Every year, Dipesh Navsaria, MPH, MSLIS, MD, spends a couple of days at the St. Croix Chippewa’s Tribal Health Center in Northwest Wisconsin serving their youngest children and their families.
He brings a team of medical students and residents to perform — in collaboration with the tribe’s on-site resources — the required checkups of children’s health and well-being so they can be enrolled in the federally funded tribal Head Start preschool program.
This time around — and for the first time in 15 years of the experience — he brought along an undergraduate student from the School of Human Ecology.
“I wanted to extend this opportunity to a student who might not otherwise have access to an experience like this and who could really benefit from it,” says Dr.
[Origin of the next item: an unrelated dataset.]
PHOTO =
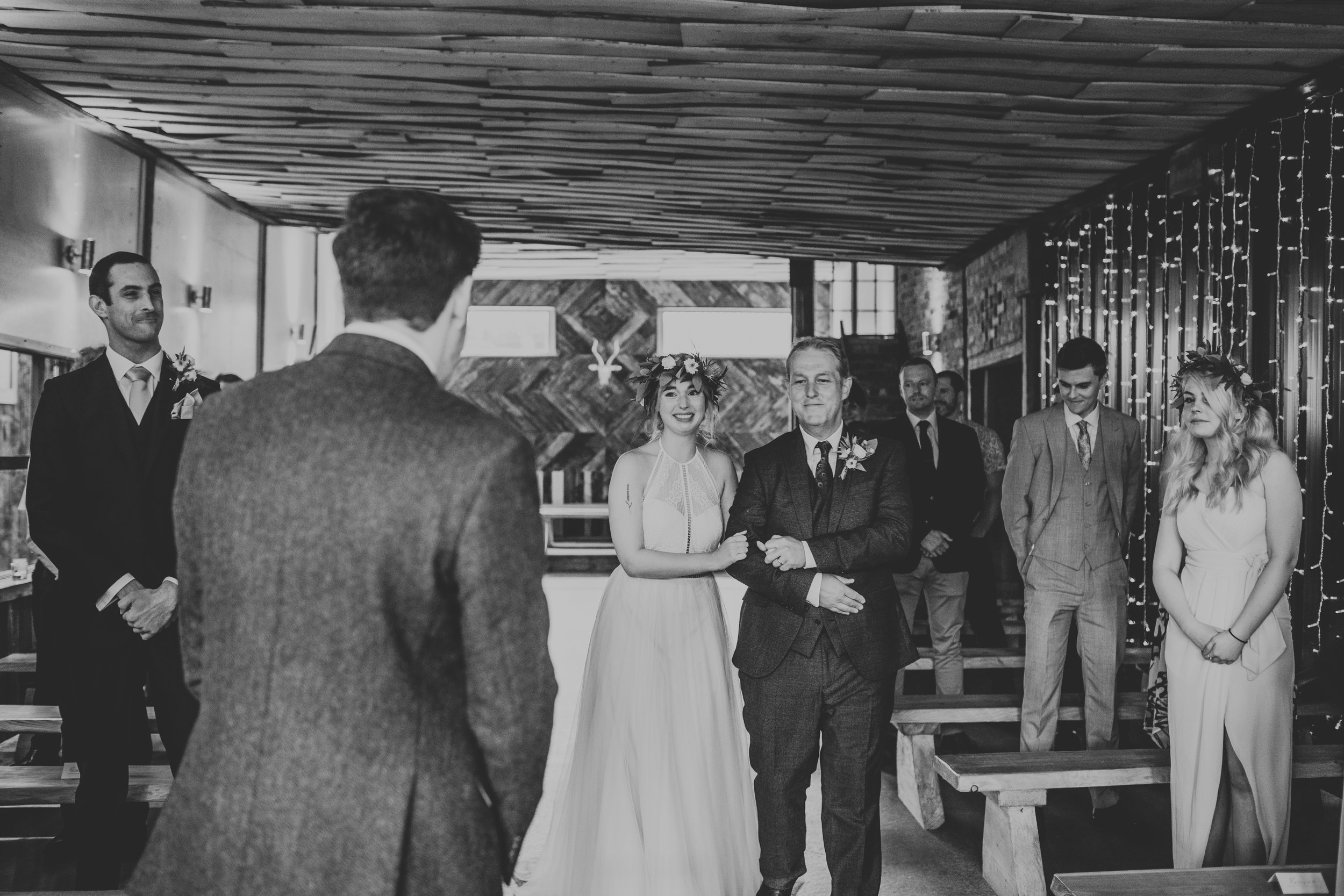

Navsaria who serves as Faculty Outreach Fellow for the Child Development Lab at the School of Human Ecology.
“At the Tribal Health Center, students see firsthand the expected challenges of poverty, rural access issues, and the legacy of generations of racism, oppression, and attempted genocide, but they also see the strengths: loving families, skilled and dedicated personnel, quality physical facilities, and other resources that are carefully tuned to meet local needs — resources that we briefly augment, but certainly not replace,” Navsaria says.
Esmeralda Ramirez Sanchez, a fourth year Human Development and Family Studies student at the School of Human Ecology, applied for the experience because she was interested in immersing herself in an unfamiliar community. In particular, Esmeralda wanted to see how healthcare differs in rural areas of Wisconsin compared to what she knows in Madison.
During the two-day event, Esmeralda observed Dr. Navsaria’s team of physicians conduct physicals, hearing screenings, and dental exams. “I was even able to watch a tooth extraction, which was pretty interesting,” Esmeralda said.
After talking with a social worker who was handing out car seats to families, Esmeralda learned that most of the children coming to the Tribal Health Center lived with their grandparents. She found it eye-opening and heartening that the Tribal Health Center staff personally knew the families and kids who were receiving care.
“Staff members understood the specific struggles — and strengths — of the community and tried their best to get kids and their families the resources they needed,” Esmeralda said. “That was very special for me to witness.”
Esmeralda is grateful for the experience because it broadened her perspective of how healthcare functions in smaller communities. The experience also strengthened her interest in pursuing a career as a social worker for underrepresented populations.
Dr. Navsaria emphasizes this experience is not a one-way transaction of a “donation” of services, but a reciprocal development of trust, mutual respect, and learning from each other, with the shared goal of giving the tribe’s youngest children the best chance for life-long success, a key outcome of high-quality early childhood education anywhere.
“I deeply treasure the relationships I have built with the leadership and staff of the St. Croix Head Start and Health Center over the years,” says Dr. Navsaria. “We have mutual understanding and trust that we are both working toward the best interests of the children and families we serve. This mutual engagement and understanding is, at its heart, an expression of the Wisconsin Idea.”